The Algerian government has expelled twelve French Consular staff members from the country. This has escalated tensions and put paid to hopes of any reconciliation between Algeria and France. This diplomatic tiff began when charges were filled in France on Friday against an Algerian consular official, accused with two other Algerians of having participated in the kidnapping of an opposition dissident in the Paris suburbs a year ago. However, in this row between the two countries it is not French President Emmanuel Macron that is the main target of Algiers’s resentment but rather his Minister of the Interior Bruno Retailleau.
Retailleau – a right-wing conservative with ambitions for the next presidential election in France – has won a reputation for his hardline pronouncements on immigration, law and order, and relations with Algeria. Algiers is claiming to see the hand of Retailleau in the arrest of its consular official. It is implicitly accusing the interior minister of trying to undermine Macron’s more “even-handed” approach to the crisis in relations. Significantly, several of the 12 officials ordered out are from the French interior ministry – and thus subordinates of Retailleau. Algerian commentators regularly attack the French right and far-right for having undue influence in Paris, and for trying to poison relations.
But they have recently become more indulgent towards Macron, even though it was him who personally precipitated the crisis last July by declaring a strategic shift towards Algeria’s long-standing rival Morocco.
Algeria may be using the current diplomatic impasse with France to oust Retailleau from Macron’s government. Algeria is rich in oil and arguably currently one of the two most stable North African countries -more or less – apart from Morocco. Paris needs Algiers to provide a steady flow of fuel and other trading minerals to its ports across the Mediterranean Sae. However, a significant problem is also the free flow of migrants from Algeria to Europe through France. Retailleau has not been diplomatic towards Algeria concerning this situation and this is where the relationship between the former colonial power and the colonized has soured. Algeria also has a sour relationship with Morocco, due to its support of the Western Sahara as the Sarawi Arab Democratic Republic.
Rabat has claimed the territory as part of its original borders before colonization. The Polisaro Front backed by Algiers claims to be fighting for Western Sahara’s independence. France the old colonial power (again) wants a peaceful solution to the dispute determined by Western Sahara’s people.
Meanwhile as the diplomatic tiff between Algeria and France deepens new details will come to light.

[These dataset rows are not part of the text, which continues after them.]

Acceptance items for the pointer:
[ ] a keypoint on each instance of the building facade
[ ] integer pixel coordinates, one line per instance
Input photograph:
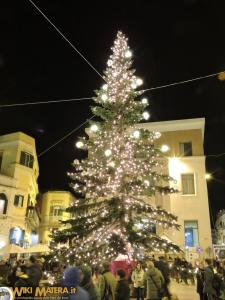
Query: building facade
(183, 140)
(220, 228)
(19, 170)
(54, 204)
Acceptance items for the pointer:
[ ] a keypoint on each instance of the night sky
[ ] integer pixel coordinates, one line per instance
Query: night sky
(171, 41)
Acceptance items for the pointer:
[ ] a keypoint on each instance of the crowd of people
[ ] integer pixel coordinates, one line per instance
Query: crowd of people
(149, 280)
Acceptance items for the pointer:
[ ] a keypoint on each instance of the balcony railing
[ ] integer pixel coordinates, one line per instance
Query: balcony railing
(32, 217)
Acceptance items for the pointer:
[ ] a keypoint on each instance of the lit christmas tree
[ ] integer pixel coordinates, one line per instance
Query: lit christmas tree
(122, 171)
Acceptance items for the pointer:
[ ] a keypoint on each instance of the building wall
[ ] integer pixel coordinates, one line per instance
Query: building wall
(220, 228)
(17, 179)
(187, 208)
(49, 221)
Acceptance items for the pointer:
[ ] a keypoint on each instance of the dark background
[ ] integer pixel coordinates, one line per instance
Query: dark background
(171, 41)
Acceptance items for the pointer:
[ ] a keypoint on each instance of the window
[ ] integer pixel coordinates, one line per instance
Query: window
(18, 200)
(186, 149)
(56, 211)
(188, 184)
(1, 158)
(26, 159)
(28, 201)
(191, 233)
(16, 236)
(3, 204)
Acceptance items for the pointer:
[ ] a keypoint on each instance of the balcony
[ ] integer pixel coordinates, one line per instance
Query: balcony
(32, 217)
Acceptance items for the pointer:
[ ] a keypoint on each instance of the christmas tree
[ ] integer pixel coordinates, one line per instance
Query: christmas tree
(122, 172)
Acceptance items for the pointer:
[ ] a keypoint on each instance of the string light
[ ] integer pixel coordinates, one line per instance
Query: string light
(144, 101)
(136, 134)
(79, 144)
(146, 115)
(94, 128)
(165, 148)
(108, 152)
(104, 97)
(128, 54)
(139, 81)
(122, 166)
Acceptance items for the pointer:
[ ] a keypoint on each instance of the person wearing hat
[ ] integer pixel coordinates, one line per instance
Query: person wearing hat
(87, 283)
(108, 283)
(71, 279)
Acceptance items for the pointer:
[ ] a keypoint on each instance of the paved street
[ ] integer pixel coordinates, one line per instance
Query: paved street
(184, 292)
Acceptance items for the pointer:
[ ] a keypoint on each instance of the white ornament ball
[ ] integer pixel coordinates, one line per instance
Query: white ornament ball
(104, 97)
(165, 148)
(133, 85)
(94, 128)
(139, 81)
(136, 134)
(108, 152)
(79, 144)
(144, 101)
(128, 54)
(146, 115)
(146, 182)
(109, 62)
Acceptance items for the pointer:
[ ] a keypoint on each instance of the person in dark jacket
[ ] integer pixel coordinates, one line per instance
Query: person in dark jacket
(34, 272)
(71, 279)
(200, 282)
(163, 267)
(208, 280)
(87, 283)
(154, 280)
(122, 289)
(107, 282)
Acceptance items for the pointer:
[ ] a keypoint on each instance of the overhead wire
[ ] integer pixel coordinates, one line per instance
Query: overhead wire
(64, 137)
(88, 98)
(43, 102)
(64, 37)
(182, 82)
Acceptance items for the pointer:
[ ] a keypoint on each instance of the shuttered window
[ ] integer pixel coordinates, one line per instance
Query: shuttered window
(26, 159)
(188, 184)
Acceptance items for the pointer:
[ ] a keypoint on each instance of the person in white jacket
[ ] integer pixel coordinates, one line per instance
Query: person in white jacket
(137, 278)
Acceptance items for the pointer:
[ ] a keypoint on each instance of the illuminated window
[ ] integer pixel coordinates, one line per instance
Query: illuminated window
(191, 233)
(3, 204)
(1, 158)
(26, 159)
(18, 200)
(16, 236)
(56, 211)
(188, 184)
(186, 149)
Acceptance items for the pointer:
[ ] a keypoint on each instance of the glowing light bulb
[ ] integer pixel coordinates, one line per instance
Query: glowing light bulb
(133, 85)
(208, 176)
(157, 134)
(146, 115)
(136, 134)
(104, 97)
(139, 81)
(79, 144)
(111, 164)
(144, 101)
(108, 152)
(94, 128)
(109, 62)
(128, 54)
(146, 182)
(165, 148)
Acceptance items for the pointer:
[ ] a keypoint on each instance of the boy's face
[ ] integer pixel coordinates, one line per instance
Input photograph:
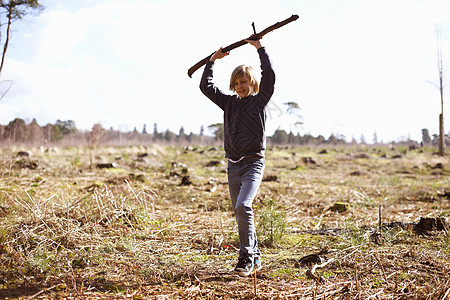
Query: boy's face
(242, 86)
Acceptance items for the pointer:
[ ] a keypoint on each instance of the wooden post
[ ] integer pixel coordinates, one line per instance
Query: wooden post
(441, 135)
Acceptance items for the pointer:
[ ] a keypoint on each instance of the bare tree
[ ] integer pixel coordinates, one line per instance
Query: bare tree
(13, 10)
(441, 76)
(293, 109)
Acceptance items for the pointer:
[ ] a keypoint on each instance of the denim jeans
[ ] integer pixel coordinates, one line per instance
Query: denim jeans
(244, 179)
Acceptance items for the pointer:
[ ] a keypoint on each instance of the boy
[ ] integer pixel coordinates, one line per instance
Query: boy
(244, 143)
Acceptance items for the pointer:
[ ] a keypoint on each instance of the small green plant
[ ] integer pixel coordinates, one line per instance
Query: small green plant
(272, 223)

Three men, including the Algerian consular official, were being investigated Friday over abduction, arbitrary detention, and illegal confinement, in connection with a terrorist enterprise, as well as other crimes, according to French prosecutors. Amir Boukhors, known online as “Amir DZ,” is a popular TikTok influencer with over a million followers, and a vocal critic of the Algerian government. The influencer had been in France since 2016 and was granted political asylum in 2023. According to his lawyer, he was abducted in April 2024 and released the next day. Algeria labeled him a “saboteur linked to terrorist groups.” Algeria denounced the move as politically motivated and called for the immediate release of its consular office.
The kidnapping of Amir Boukhors by Algerian diplomatic and intelligence services in France has led to a bitter row between Paris and Algiers that could see the two regional powers regroup. The arrest of the as yet unnamed consular official and his two fellow countrymen could be the starting point for a new realignment of power relations in the Mediterranean region between Europe and North Africa. Algerian President Abdelmadjid Tebboune and his regime may search for new alternatives for trading partners to the French. Algeria is still largely an authoritarian nation with the result that critics of the government will seek asylum abroad. The fleeing of economic migrants and refugees from across war torn Africa through Algeria remains a problem.
As future events unfold, we will have to see how France and Algeria reconsider their positions. Even Morocco could be drawn into the mix.